1. Inheritance of basic social security pension: after the death of the insured, the accumulated balance of personal account can be inherited according to law;

2. Transfer of social security benefits: Basic old-age insurance benefits are generally not transferable, but personal account funds can be inherited within the scope of legal heirs;

3. Transfer of social security relationship: after the death of the insured, the social security relationship cannot be transferred, but the termination procedures can be handled according to regulations;

4. Social security payment period treatment: after the death of the insured, the payment period will no longer accumulate and will not be transferred to others;

5. Handling of social security and medical insurance: After the death of the insured, the medical insurance relationship is terminated and inheritance is not involved.

To sum up, after the death of the elderly, the pension balance in the personal social security account can be inherited by the legal heir, while the overall pension paid by the unit for the individual cannot be inherited, and relatives can receive funeral expenses and pensions.
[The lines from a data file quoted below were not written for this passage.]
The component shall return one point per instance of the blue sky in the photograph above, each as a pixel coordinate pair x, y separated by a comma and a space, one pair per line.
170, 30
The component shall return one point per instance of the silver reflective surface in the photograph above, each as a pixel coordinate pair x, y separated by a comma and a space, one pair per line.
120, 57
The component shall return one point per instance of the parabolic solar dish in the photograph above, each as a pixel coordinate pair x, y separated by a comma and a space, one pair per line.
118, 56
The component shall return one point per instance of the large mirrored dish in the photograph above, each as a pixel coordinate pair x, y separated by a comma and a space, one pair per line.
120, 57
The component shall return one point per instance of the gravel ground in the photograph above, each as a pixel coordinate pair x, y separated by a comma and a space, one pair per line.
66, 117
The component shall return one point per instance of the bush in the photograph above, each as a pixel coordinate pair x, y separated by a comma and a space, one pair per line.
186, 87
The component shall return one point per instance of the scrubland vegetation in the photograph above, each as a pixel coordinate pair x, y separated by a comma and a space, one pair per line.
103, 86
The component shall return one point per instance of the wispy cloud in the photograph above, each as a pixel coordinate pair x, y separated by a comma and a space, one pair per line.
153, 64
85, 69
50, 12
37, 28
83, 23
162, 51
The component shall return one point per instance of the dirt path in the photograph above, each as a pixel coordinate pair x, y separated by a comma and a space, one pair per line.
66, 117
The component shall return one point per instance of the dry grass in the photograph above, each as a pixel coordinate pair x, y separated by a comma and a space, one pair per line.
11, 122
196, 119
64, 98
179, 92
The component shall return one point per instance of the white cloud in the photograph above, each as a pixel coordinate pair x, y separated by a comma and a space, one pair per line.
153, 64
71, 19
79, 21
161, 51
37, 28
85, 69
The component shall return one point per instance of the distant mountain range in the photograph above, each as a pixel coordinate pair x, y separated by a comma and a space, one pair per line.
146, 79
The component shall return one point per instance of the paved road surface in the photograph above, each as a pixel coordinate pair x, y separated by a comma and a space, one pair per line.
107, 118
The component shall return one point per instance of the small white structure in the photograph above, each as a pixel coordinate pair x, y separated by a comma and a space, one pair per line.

Heirs need to bring the insured's ID card and personal account manual of endowment insurance to the insured institution to cancel the account, and the balance of personal account plus interest will be collected as inheritance.

Legal basis:

People's Republic of China (PRC) social insurance law

Article 14

Personal accounts shall not be withdrawn in advance, and the bookkeeping interest rate shall not be lower than the bank time deposit interest rate, and interest tax shall be exempted. If an individual dies, the balance of the individual account can be inherited.